The KPI counters can get technical for some users, so VMware Aria Operations includeS a starting line to get them started. You can adjust the threshold, once you profile your environment. This profiling is a good exercise, as most customers do not have a baseline.The profiling requires an advanced edition.Graphical representation of the KPI counters to understand performance parameters.

Performance Metrics

VMware Aria Operations uses the following threshold for internal KPI.
IaaS VM Counter Threshold
CPU Ready 2.5%
RAM Contention 1%
Disk Latency 10 ms
Network TX Dropped Packet 0

The table is an example of a stringent threshold. A high standard for performance is used because it is an internal KPI for the consumption of the infrastructure team. It is not an external formal SLA that is confirmed with the customers. There must be a buffer between the internal KPI and the external SLA so that the operations team receive early warnings and has the time to react before the external SLA is breached. A high standard also works from the mission critical point to view to the development environment. If the standard is set to the least performing environment, then it cannot be applied to the more critical development.

A single threshold is used to keep the operations simple. This means that the performance in production is expected to have a higher score than the development environment. The development environment performance is expected to be worse than the production environment, while everything else is equal. A single threshold helps to explain the difference in Quality of Service (QoS) provided by a different class of service. For example, if you pay less, you get a poor performance and if you pay half the price, expect to get half the performance.
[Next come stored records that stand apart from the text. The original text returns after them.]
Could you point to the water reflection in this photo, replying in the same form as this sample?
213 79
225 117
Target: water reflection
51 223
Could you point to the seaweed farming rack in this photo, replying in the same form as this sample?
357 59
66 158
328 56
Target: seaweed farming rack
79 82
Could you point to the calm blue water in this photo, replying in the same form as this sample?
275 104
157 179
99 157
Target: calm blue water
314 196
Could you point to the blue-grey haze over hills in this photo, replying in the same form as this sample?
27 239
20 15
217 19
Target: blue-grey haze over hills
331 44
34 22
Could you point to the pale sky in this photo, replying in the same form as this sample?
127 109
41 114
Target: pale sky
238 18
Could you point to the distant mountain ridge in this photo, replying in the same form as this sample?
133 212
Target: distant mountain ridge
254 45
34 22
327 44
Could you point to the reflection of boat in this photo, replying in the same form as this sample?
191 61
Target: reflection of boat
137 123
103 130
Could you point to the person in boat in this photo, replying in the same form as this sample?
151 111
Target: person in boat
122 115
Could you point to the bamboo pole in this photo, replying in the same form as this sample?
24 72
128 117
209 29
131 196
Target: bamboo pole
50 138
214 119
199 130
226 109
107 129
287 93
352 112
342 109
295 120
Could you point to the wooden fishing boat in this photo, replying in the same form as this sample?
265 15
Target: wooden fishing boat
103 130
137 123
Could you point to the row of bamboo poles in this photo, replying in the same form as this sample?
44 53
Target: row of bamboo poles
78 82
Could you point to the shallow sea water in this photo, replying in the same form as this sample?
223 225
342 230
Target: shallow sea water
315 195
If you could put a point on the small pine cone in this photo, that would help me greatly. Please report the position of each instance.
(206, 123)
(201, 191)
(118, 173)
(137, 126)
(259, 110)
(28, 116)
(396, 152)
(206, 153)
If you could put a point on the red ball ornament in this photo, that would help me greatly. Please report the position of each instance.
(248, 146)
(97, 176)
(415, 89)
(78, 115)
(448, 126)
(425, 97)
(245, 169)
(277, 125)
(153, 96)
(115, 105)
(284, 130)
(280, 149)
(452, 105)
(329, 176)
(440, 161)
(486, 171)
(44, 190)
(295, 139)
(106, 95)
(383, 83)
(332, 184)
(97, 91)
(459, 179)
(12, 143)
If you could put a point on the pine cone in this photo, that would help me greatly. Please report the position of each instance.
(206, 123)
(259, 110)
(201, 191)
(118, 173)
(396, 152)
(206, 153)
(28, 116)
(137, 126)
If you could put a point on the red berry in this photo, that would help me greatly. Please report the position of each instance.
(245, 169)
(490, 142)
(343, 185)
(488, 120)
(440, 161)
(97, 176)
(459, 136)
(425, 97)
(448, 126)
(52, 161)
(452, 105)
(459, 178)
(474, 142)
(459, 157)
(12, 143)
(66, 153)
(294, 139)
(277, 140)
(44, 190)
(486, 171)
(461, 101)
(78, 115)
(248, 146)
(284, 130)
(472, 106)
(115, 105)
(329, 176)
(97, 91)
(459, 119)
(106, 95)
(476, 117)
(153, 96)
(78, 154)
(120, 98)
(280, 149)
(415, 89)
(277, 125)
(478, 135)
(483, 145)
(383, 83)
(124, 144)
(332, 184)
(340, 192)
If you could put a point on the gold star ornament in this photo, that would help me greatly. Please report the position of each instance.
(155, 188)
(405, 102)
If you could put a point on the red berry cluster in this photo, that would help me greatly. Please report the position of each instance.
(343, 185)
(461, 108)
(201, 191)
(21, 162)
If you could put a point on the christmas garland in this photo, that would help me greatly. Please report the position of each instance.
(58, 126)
The four elements of IaaS (CPU, RAM, Disk, and Network) as mentioned in the table, are evaluated on every collection cycle. The collection time is set at five minutes as it is an appropriate balance for monitoring. If SLA is based on one minute, it is too close and results in either cost increase or reduction in threshold.

Design Considerations

All the performance dashboards share the same design principles. They are intentionally designed to be similar, as it is confusing if each dashboard looks different from one another, considering they have the same objective.

The dashboards are designed with separate two sections: summary and detail.
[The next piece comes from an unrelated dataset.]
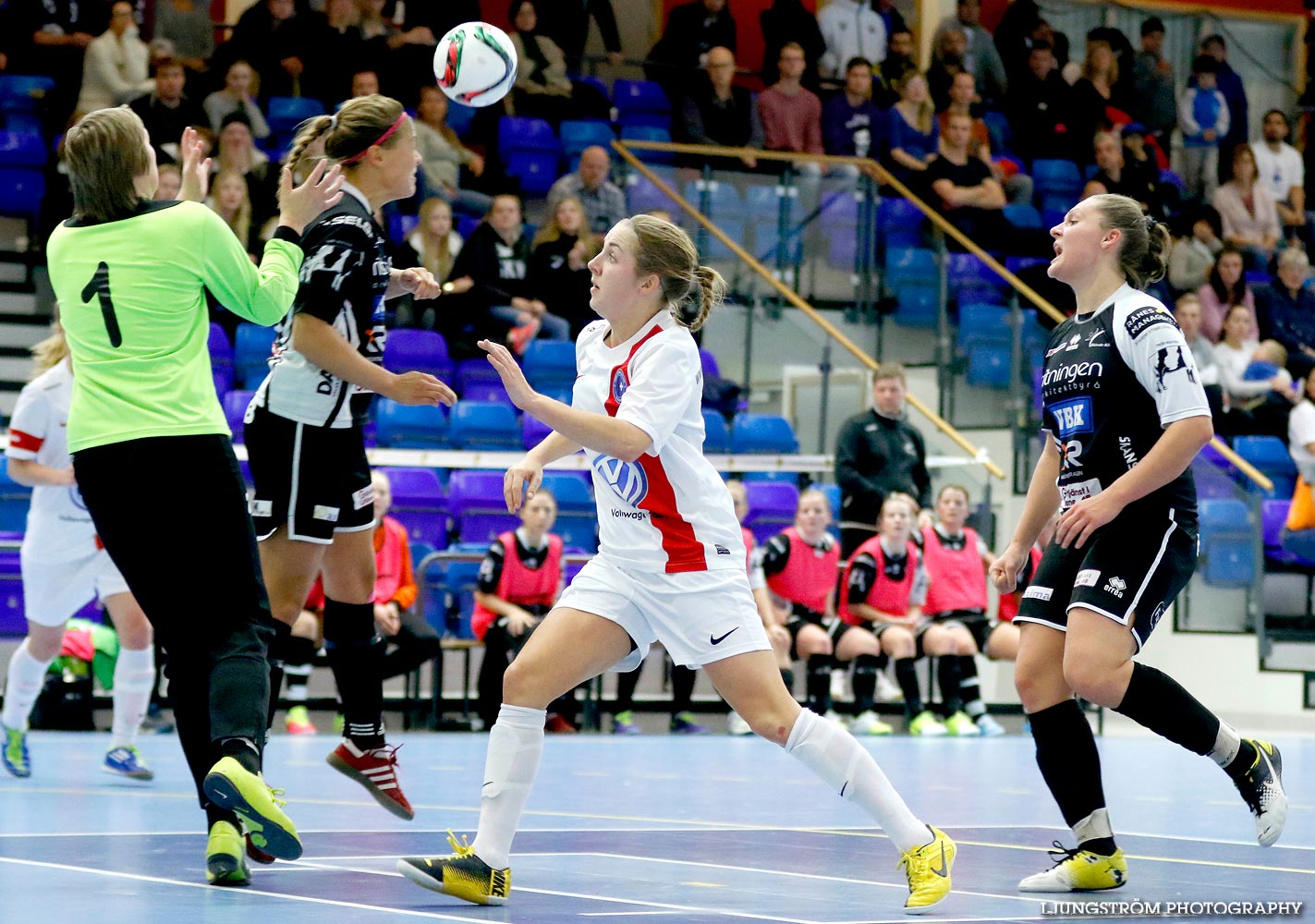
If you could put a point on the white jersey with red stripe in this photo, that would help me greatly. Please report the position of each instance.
(59, 529)
(670, 510)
  • The summary section is typically placed at the top of the dashboard to provide the overall picture.
  • The detail section is placed below the summary section. It lets you drill down into a specific object. For example, you can get the detailed performance report of any specific VM.
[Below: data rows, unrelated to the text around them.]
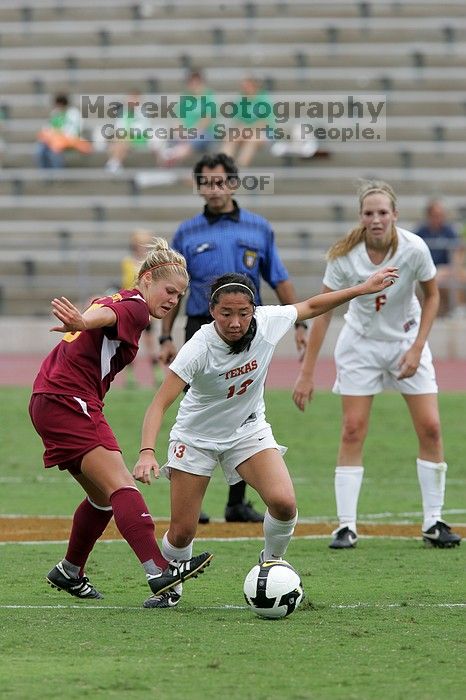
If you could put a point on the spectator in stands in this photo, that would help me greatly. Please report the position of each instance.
(193, 119)
(133, 131)
(251, 105)
(448, 254)
(383, 344)
(139, 244)
(62, 133)
(225, 238)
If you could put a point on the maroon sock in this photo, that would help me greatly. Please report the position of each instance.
(135, 523)
(89, 523)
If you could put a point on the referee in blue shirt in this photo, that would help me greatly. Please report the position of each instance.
(225, 238)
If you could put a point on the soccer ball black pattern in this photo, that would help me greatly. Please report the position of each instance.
(273, 589)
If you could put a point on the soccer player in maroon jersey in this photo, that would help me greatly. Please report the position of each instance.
(66, 410)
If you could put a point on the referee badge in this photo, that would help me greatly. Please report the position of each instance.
(249, 258)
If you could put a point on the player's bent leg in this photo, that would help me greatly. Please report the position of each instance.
(431, 470)
(267, 473)
(186, 493)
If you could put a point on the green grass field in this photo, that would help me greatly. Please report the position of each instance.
(385, 620)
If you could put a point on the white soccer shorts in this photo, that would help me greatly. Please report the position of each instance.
(202, 462)
(366, 367)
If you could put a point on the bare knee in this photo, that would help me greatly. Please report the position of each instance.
(430, 431)
(180, 535)
(353, 431)
(282, 508)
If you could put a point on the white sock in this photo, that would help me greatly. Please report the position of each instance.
(172, 553)
(277, 534)
(431, 477)
(348, 482)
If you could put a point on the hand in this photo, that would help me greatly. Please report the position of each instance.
(167, 352)
(409, 363)
(144, 466)
(71, 318)
(380, 280)
(300, 340)
(302, 392)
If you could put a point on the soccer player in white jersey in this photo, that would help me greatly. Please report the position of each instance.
(382, 344)
(221, 420)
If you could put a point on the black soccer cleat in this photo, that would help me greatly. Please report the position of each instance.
(243, 513)
(440, 535)
(179, 572)
(167, 599)
(78, 587)
(344, 538)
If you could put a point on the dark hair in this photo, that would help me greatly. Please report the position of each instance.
(212, 161)
(236, 284)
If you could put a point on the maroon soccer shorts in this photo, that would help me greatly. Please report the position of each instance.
(69, 428)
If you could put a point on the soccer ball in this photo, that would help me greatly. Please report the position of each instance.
(273, 589)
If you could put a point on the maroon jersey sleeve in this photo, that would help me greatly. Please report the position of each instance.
(84, 364)
(132, 316)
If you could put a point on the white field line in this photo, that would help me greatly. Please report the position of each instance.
(334, 606)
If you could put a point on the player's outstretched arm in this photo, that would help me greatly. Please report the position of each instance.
(73, 320)
(319, 304)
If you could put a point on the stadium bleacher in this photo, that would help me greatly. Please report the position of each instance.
(66, 231)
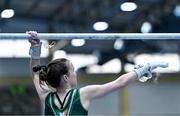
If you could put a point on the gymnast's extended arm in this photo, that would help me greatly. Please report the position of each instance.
(91, 92)
(35, 51)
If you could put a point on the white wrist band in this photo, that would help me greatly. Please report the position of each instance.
(35, 51)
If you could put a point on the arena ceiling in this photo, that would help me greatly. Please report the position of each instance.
(80, 15)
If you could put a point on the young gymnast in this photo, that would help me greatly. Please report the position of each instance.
(56, 82)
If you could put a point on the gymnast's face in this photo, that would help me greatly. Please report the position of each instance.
(72, 80)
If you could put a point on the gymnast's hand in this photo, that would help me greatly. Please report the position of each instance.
(32, 37)
(144, 72)
(35, 49)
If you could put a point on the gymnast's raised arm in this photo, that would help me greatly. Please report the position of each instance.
(35, 61)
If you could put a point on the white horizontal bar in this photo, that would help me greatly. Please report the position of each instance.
(94, 36)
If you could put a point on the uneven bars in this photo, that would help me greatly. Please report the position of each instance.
(94, 36)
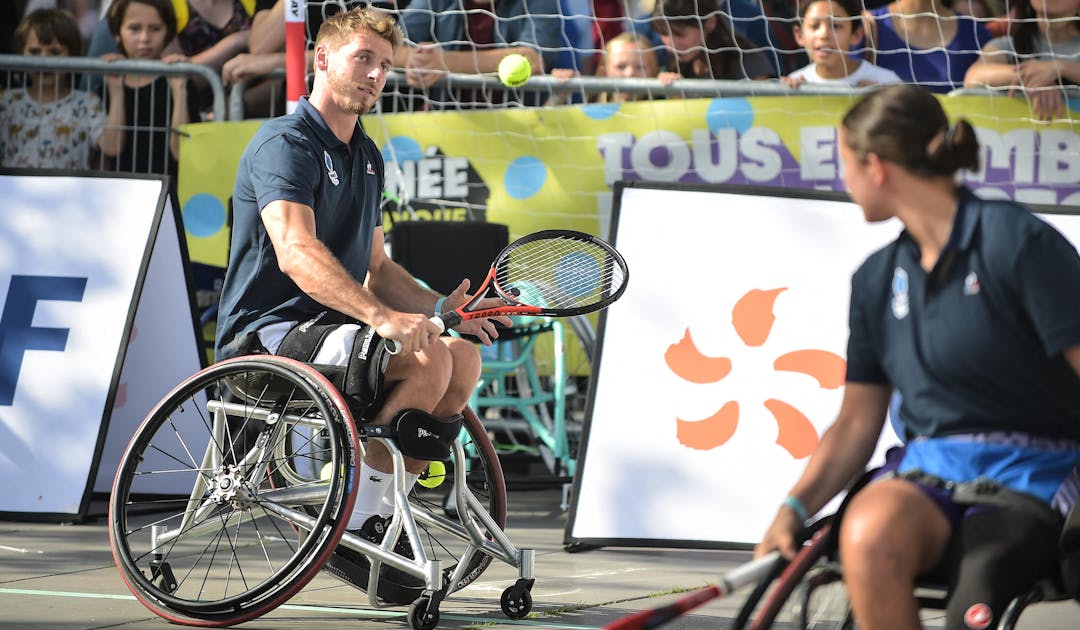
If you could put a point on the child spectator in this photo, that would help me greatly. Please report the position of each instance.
(472, 37)
(827, 29)
(1041, 55)
(48, 124)
(145, 110)
(629, 55)
(211, 32)
(704, 45)
(925, 42)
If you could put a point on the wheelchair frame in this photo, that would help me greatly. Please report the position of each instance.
(815, 572)
(268, 470)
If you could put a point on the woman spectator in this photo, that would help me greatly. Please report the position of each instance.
(704, 45)
(1041, 55)
(925, 42)
(48, 124)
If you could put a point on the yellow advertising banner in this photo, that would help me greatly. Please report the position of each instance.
(536, 169)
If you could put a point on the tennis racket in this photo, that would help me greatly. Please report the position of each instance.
(550, 272)
(752, 572)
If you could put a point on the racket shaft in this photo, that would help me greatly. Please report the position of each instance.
(754, 571)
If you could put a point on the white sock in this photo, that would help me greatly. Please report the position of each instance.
(373, 486)
(387, 507)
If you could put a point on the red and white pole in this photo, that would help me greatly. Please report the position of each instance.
(296, 47)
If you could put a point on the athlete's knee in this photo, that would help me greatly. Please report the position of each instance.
(467, 363)
(894, 528)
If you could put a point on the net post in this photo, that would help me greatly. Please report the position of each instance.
(296, 45)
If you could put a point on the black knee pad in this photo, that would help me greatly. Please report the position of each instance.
(422, 436)
(1002, 552)
(360, 380)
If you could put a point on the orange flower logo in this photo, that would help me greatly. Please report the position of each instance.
(753, 319)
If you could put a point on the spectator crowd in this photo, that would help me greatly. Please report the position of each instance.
(129, 121)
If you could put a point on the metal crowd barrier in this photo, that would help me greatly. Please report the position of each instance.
(147, 134)
(582, 89)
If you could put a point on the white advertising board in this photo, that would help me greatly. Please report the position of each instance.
(79, 257)
(721, 364)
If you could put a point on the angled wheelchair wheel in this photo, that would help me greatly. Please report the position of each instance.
(215, 515)
(807, 593)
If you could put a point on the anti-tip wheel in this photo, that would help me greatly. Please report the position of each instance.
(515, 602)
(421, 616)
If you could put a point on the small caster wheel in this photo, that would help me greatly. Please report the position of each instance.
(161, 577)
(420, 616)
(516, 602)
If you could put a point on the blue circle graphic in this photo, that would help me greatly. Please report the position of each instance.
(599, 110)
(730, 112)
(203, 215)
(577, 275)
(525, 177)
(402, 149)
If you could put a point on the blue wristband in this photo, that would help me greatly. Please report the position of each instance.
(797, 507)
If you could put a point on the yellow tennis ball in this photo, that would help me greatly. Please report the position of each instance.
(514, 70)
(435, 473)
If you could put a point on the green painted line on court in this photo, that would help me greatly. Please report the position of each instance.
(356, 612)
(64, 594)
(544, 622)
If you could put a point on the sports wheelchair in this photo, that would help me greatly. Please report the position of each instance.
(239, 484)
(808, 591)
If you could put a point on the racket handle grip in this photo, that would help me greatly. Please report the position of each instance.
(447, 320)
(393, 346)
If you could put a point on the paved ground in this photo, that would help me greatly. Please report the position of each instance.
(63, 577)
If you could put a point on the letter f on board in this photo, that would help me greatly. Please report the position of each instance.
(16, 333)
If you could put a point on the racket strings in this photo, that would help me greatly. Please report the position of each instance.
(559, 272)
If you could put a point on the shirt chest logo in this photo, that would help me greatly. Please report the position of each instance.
(329, 169)
(901, 304)
(971, 285)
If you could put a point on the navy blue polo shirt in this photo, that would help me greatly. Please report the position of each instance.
(296, 158)
(976, 344)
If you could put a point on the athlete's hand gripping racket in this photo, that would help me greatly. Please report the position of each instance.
(550, 272)
(752, 572)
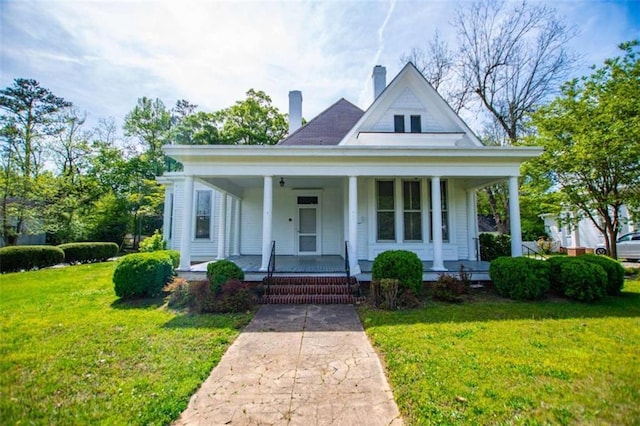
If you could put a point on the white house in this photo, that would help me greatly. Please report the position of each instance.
(364, 180)
(584, 233)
In the detail section, use the quick context switch to check the performance of multiple objects during performance troubleshooting. For example, if you are looking at the VM performance, you can view the VM-specific information and the KPIs without changing screens. You can move from one VM to another and view the details without opening multiple windows.

The dashboard uses progressive disclosure to minimize information overload and ensure the webpage loads fast. Also, if your browser session remains, the interface remembers your last selections.

Many of the performance and capacity dashboards share a similar layout since there is a shared commonality between these pillars of operations.